What This Is About
Have you ever noticed that when you stretch yourself too thin, the first thing that changes isn’t your calendar… it’s you?
For me, it’s sleep first. Then patience. Then my tone.
And before I know it, I’m reacting in ways that don’t reflect who I actually want to be. Usually, my husband feels it first.
That’s not a time management issue.
That’s not protecting your capacity.
Why This Matters
Capacity is the intentional decision to focus on what truly matters most right now, or in this season. It is protecting what is important or most important instead of chasing everything.
I learned years ago that energy flows where attention goes. And if your attention is on everything, your energy is scattered everywhere. Little bits here. Little bits there. And when your energy is diluted like that, you don’t accomplish more. You accomplish less. You get drained faster. You lose clarity. You stop making strong decisions.
A good leader knows how to make a decision, gather feedback, and adjust the next time. But if you’re focused on everything, you’re not deciding. You’re reacting. And reacting is exhausting.
I saw this play out in my corporate career. A woman stepped into a role she was fully capable of handling. She had the skills. She had the intelligence. She had the respect of her peers.
But she felt like she had to prove herself. So she took everything on. She worked longer. She handled details herself instead of delegating. She thought she was being supportive. Encouraging. Strong.
What the team experienced was something different.
They felt unnecessary. Dismissed. Controlled.
She didn’t protect her capacity out of fear of how she’d be seen, and the team’s engagement dropped. And without intending to, she created the very strain she was trying to avoid.
That’s why this matters.
When leaders don’t protect their capacity, decision quality slips. Patience shortens. Delegation weakens. Tone changes. Teams adjust around the leader’s stress instead of moving with the leader’s focus.
And this isn’t just personal. I’ve seen organizations lean on the same capable people over and over again. The dependable ones. The high performers. The ones who always say yes. Little by little, their capacity gets diluted. More projects. More responsibility. More pressure. Until eventually, you’re not developing them, you’re grinding through them.
That might work in the short term. It does not work in the long run. You don’t build succession that way. You don’t strengthen retention that way. You slowly wear down the very people you’re counting on most.
Leadership requires capacity.
Not constant availability. Not proving yourself. Capacity.
What This Really Means
Capacity is the ability to decide what matters most right now and give it your full attention while enforcing boundaries around what doesn’t.
So here are the questions I come back to when my capacity is being stretched thin (aka, when I notice my sleep slipping or my tone getting short).
What am I giving my attention to right now? And is it truly what matters most in this period of time? What needs to shift because of this?
Because if I don’t choose my focus intentionally, everything else chooses for me.
If you’re not sure where to start, try this. Take five quiet minutes and write down everything currently competing for your attention. Everything.

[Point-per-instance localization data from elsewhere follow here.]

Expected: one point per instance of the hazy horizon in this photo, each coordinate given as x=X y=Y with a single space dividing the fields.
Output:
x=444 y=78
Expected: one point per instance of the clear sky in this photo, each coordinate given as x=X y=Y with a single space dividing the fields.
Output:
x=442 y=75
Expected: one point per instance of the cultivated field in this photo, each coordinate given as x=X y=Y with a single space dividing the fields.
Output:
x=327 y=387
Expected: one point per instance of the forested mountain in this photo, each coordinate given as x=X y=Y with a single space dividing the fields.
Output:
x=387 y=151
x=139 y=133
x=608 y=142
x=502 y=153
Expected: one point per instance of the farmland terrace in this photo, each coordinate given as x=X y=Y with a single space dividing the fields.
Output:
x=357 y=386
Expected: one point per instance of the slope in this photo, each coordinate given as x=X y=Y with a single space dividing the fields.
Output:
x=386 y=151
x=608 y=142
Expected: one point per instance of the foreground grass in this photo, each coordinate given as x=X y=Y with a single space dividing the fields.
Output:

Now circle the one thing that, if it moved forward, would make the biggest difference in this phase.
That’s your focus.
Everything else either waits, gets delegated, or gets renegotiated. That’s readiness in action.

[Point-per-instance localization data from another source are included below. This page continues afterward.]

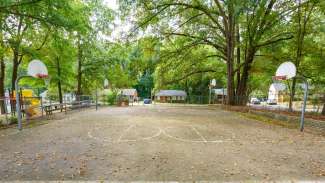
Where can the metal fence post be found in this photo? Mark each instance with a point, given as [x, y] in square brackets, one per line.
[18, 104]
[42, 106]
[96, 99]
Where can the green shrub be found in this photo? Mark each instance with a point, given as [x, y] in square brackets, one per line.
[13, 120]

Now, if you lead a team, here’s where this expands.
Before you ask your team to do more, pause and ask:
Have we been clear about what matters most right now?

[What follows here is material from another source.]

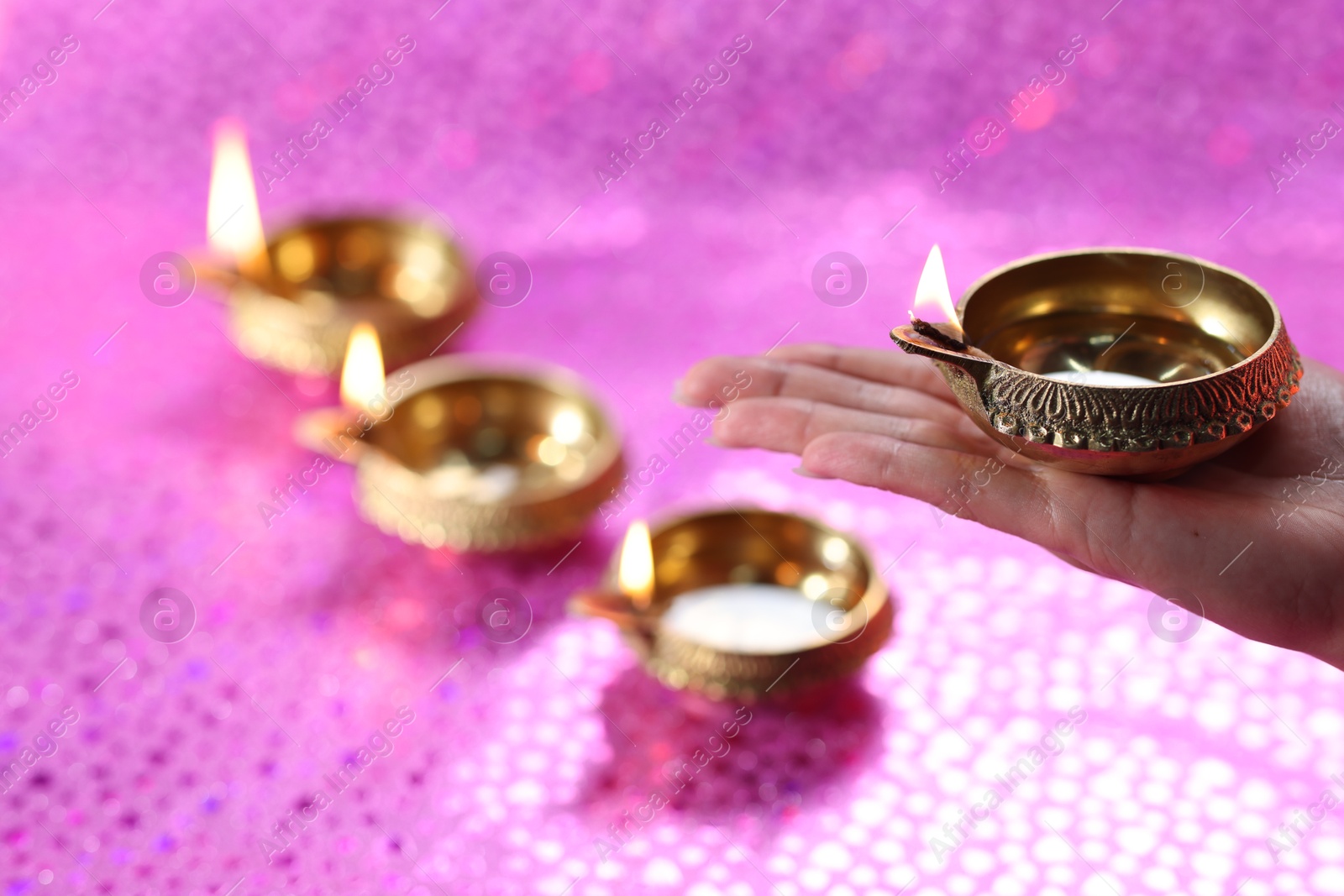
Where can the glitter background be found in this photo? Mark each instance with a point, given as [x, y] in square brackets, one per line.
[313, 631]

Not five priorities. Not ten initiatives. What deserves our attention during this period of time?
If everyone’s attention is scattered, everyone’s energy is diluted. And diluted energy leads to weak execution, slow decisions, and unnecessary tension.
Protecting your capacity is personal.
Helping your team protect theirs is leadership.
So here’s your next clear move:
Choose what matters most (to the best of your ability). Name it. Protect it. And invite your team to do the same.
Capacity strengthens when attention is intentional.
And leadership steadies when capacity is protected.